Vertex AI Workbench is a managed development environment in Google Cloud that is designed to help you build and train machine learning models. It provides a fully managed Jupyter Notebook experience along with preinstalled machine learning libraries, including TensorFlow and PyTorch. With Vertex AI Workbench, you can seamlessly integrate your local development with cloud computing resources, making it easier to work on large-scale projects without worrying about infrastructure setup.
In this guide, not only will you learn how to work with TensorFlow’s Dataset API, but you will also see how to set up your environment using Vertex AI Workbench. We will cover everything from launching a new instance, creating a Jupyter Notebook, and loading the datasets.
The TensorFlow Dataset API is a set of tools designed to simplify the process of building data input pipelines. In any machine learning task, your model’s performance depends not just on the algorithm itself but also on the quality and flow of the data being fed into it. The Dataset API allows you to perform tasks like loading data, preprocessing it, and transforming it on the go.
What makes this API so powerful is its ability to chain multiple operations in a single, easy-to-understand sequence. You can load data from various sources, apply necessary transformations (such as scaling or normalization), and even shuffle the data to prevent the model from overfitting. This approach not only makes your code cleaner and easier to maintain, but it also optimizes performance by leveraging techniques like caching and prefetching.

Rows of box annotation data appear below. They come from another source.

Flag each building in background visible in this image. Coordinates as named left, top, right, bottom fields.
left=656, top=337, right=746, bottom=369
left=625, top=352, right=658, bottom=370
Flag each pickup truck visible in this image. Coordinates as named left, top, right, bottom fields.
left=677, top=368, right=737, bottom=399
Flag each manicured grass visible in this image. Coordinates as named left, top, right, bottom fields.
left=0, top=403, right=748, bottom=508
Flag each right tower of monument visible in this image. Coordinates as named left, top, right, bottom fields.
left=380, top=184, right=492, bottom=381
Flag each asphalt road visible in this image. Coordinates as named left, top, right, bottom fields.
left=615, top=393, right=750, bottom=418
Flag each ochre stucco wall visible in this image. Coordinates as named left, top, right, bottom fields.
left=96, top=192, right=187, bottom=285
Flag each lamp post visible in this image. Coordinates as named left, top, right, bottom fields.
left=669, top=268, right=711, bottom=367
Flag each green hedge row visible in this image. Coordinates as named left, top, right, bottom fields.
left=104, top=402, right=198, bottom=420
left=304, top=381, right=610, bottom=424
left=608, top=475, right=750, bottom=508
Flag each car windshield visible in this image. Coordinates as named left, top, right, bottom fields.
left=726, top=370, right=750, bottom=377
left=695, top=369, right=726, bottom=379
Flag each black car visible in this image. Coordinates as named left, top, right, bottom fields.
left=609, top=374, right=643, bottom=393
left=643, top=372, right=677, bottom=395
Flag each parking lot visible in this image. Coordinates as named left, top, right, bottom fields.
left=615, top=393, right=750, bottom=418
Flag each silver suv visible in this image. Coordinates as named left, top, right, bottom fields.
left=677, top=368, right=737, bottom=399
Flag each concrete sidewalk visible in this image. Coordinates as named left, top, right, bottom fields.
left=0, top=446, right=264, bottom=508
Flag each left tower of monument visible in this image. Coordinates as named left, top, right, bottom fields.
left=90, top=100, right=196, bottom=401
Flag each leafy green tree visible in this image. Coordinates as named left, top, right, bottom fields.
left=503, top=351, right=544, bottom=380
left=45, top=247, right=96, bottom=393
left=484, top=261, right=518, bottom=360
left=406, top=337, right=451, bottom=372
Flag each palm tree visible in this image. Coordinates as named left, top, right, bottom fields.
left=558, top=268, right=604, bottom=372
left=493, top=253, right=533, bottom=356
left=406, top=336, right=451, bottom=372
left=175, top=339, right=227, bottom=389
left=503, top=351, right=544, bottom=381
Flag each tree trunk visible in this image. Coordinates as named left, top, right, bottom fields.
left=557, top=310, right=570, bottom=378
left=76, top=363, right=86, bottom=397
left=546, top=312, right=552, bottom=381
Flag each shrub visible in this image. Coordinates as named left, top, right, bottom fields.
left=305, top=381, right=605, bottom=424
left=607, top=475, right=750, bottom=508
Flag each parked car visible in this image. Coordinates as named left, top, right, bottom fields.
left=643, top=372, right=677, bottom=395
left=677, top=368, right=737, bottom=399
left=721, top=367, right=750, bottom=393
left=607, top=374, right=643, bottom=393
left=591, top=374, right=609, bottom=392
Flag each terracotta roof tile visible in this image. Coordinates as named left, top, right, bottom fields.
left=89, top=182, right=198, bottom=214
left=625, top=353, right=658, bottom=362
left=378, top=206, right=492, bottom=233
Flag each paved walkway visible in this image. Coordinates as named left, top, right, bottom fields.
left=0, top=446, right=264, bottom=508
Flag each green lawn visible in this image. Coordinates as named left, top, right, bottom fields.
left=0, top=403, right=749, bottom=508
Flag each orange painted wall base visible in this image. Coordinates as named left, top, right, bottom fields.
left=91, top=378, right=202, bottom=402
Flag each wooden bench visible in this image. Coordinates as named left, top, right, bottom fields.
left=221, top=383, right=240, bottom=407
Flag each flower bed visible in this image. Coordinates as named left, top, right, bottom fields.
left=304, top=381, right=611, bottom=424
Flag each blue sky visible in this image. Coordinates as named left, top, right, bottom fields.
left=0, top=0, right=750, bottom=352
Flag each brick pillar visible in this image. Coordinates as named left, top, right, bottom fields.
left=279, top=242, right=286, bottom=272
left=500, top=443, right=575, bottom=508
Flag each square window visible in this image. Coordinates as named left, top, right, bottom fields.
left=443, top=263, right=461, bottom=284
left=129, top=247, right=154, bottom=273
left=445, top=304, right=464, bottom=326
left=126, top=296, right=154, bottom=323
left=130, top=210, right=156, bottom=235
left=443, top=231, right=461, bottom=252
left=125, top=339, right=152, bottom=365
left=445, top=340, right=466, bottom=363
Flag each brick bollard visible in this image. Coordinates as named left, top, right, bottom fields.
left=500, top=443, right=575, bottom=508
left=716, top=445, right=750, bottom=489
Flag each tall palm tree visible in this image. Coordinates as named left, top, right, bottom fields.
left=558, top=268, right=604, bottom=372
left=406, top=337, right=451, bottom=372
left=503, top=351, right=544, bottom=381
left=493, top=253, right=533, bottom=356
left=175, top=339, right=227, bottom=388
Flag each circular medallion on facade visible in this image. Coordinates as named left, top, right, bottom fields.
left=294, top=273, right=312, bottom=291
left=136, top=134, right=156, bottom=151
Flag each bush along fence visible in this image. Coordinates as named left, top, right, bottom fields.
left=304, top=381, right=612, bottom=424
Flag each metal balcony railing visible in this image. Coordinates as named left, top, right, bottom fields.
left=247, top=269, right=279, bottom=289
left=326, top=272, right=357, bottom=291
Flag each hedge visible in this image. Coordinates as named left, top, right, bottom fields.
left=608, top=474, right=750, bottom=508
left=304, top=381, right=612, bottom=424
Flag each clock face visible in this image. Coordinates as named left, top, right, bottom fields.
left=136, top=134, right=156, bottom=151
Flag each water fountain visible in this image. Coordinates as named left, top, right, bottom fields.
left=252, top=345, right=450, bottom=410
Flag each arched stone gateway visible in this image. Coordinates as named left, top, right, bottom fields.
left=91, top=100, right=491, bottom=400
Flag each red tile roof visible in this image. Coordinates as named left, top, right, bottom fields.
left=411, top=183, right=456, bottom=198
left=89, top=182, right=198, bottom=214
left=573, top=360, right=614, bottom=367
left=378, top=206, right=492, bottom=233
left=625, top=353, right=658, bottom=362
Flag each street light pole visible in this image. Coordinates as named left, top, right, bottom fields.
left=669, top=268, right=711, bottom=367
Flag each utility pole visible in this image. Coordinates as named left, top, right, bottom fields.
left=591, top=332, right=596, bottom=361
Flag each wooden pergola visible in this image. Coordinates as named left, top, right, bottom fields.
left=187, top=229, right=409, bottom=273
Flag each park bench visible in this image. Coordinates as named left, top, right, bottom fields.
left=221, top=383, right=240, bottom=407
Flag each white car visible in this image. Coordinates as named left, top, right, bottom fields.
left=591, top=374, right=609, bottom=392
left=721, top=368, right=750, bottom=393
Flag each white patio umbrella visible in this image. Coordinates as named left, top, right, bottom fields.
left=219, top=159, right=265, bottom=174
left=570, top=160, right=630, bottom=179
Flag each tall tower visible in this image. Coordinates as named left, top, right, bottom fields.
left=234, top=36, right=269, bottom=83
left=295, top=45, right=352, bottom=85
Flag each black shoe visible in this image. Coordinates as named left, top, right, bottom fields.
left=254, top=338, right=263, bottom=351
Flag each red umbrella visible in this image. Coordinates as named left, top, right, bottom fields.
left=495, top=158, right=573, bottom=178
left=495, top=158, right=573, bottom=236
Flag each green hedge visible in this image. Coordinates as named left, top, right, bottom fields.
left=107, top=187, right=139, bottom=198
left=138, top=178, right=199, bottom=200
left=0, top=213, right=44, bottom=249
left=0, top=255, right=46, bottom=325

Before you start working with the TensorFlow Dataset API, you need a robust environment. Vertex AI Workbench is an excellent choice for this purpose because it offers a fully managed, cloud-based development environment that comes with all the tools you need pre-installed.
Once you have your JupyterLab interface open, you can start a new Python Notebook by clicking on the Python 3 icon. It’s a good idea to rename the notebook to something descriptive. To do this, right-click on the file name (which might initially be Untitled.ipynb) and select Rename Notebook. Choose a name that reflects the project, such as “new_project”. Also change the kernel from python 3 to TensorFlow 2-11 (Local).
First upload the taxi-train.csv and taxi-valid.csv dataset into the notebook.
First, we need to import TensorFlow and NumPy, and then set the TensorFlow logging level to a minimal setting. This reduces log verbosity during execution.
import tensorflow as tf
import numpy as np
print("TensorFlow version:", tf.version.VERSION)
# Set minimal TF logging level.
import os
os.environ['TF_CPP_MIN_LOG_LEVEL'] = '3'
Once your environment is set up, you can start working with data. The simplest way to begin is by creating a dataset from memory. This means converting data stored in your computer’s memory (like lists or NumPy arrays) into a format that TensorFlow can process.
Imagine you have a small set of numbers that you want to use for a basic experiment. The TensorFlow Dataset API allows you to quickly convert these numbers into a dataset that can be manipulated further. This process is straightforward and can be extended to more complex data structures.
For example, you might start with a simple NumPy array that contains several numbers. Using the Dataset API, you can create a dataset from this array. The dataset can then be iterated over, and you can apply various transformations such as mapping a function to each element.
We first create a synthetic dataset. In this example, we generate our feature vector X and a corresponding label vector Y using the linear equation y=2x+10.
N_POINTS = 10
X = tf.constant(range(N_POINTS), dtype=tf.float32)
Y = 2 * X + 10
Next, we define a function that accepts our feature and label arrays, along with the number of training passes (epochs) and the desired batch size. This function constructs a TensorFlow Dataset by slicing the tensors, repeating them for the specified number of epochs, and batching them (dropping any remaining examples to keep batch sizes consistent).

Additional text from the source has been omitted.